La théologie dans le boudoir. L’enjeu autour de Tariq Ramadan est trop politique pour que les articles et les accusations soient tout à fait nettes. De sa victime que les médias ont affublée d’un prénom grossièrement chrétien, Christelle, bien qu’elle soit musulmane (serait-elle également victime d’une guerre idéologique via les médias ?), « À 14 ans », nous dit-on dans Vanity Fair, « elle est marquée par sa lecture du Prince de Machiavel, «  pour sa lucidité froide et mathématique sur le fonctionnement des êtres humains  ». À 15 ans, par Le Discours de la méthode de Descartes et L’Art de la guerre de Sun Tzu.» Ah. OK. C’est un article de journalisme, ou une fiction plagiant notamment la scène de roman évoquée plus haut et présentée comme un article ? Les initiales de Fake News sont FN, tiens.

Quoi qu’il en soit, un fait au moins est tout à fait certain : il y a plusieurs années j’ai vu sur Facebook une photo de Ramadan en caleçon assis sur un lit, prise par l’une de ses conquêtes de passage (c’était peut-être déjà Henda Ayari) : Ramadan est un Tartuffe, c’est-à-dire si l’on suit bien Molière non seulement un hypocrite mais aussi un manipulateur et abuseur qui opère en se faisant aduler.
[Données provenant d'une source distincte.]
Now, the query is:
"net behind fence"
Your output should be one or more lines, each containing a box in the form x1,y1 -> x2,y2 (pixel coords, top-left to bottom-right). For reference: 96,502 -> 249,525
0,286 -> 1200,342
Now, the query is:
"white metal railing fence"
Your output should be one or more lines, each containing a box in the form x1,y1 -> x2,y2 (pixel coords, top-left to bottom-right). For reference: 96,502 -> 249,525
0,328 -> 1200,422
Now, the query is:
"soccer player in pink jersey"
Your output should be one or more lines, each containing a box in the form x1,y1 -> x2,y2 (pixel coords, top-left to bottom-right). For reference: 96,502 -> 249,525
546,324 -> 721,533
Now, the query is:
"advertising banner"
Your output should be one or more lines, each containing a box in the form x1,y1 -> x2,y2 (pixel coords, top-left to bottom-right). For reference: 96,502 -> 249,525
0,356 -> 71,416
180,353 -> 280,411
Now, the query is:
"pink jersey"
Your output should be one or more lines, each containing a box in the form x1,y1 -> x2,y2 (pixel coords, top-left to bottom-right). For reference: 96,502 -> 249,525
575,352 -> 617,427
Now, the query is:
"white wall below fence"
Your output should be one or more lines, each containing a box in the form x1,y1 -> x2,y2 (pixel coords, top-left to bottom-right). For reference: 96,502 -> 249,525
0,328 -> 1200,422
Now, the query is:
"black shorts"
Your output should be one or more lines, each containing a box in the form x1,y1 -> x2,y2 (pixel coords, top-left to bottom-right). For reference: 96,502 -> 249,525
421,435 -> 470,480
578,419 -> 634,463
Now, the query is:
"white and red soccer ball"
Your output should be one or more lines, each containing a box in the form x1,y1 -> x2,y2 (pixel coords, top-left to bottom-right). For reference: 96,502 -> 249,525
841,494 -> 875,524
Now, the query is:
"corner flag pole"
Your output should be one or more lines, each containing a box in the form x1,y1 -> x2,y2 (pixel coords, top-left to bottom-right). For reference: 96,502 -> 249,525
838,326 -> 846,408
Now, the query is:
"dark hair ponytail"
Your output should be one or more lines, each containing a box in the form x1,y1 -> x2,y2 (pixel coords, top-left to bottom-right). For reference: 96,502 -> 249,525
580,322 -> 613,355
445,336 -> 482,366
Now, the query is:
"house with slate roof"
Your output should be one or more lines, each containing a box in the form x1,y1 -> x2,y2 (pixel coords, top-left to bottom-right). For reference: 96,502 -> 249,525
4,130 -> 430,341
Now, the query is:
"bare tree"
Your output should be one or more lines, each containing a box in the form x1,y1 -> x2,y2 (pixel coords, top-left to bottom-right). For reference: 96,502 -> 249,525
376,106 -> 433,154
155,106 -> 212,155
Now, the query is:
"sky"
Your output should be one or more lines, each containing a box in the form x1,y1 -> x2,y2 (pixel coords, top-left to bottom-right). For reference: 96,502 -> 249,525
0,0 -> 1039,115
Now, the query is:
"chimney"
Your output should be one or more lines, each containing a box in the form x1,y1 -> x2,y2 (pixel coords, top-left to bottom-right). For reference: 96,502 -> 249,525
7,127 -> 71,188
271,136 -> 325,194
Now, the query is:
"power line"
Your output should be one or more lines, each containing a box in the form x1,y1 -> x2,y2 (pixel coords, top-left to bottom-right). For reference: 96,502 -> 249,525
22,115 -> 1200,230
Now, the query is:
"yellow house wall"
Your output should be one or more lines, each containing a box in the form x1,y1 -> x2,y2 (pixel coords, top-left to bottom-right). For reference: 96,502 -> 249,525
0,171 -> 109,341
J’ai décrit ce genre de marquis mort-vivant dans un livre, Forêt profonde. Ceux qui sont condamnés, pour une raison ou une autre, à ne déchaîner leur violence que mentalement sont aussi légion, et au moins aussi malfaisants. La révolution des femmes et des hommes avec les femmes se charge de les faire tomber, les uns aujourd’hui, les autres un autre jour.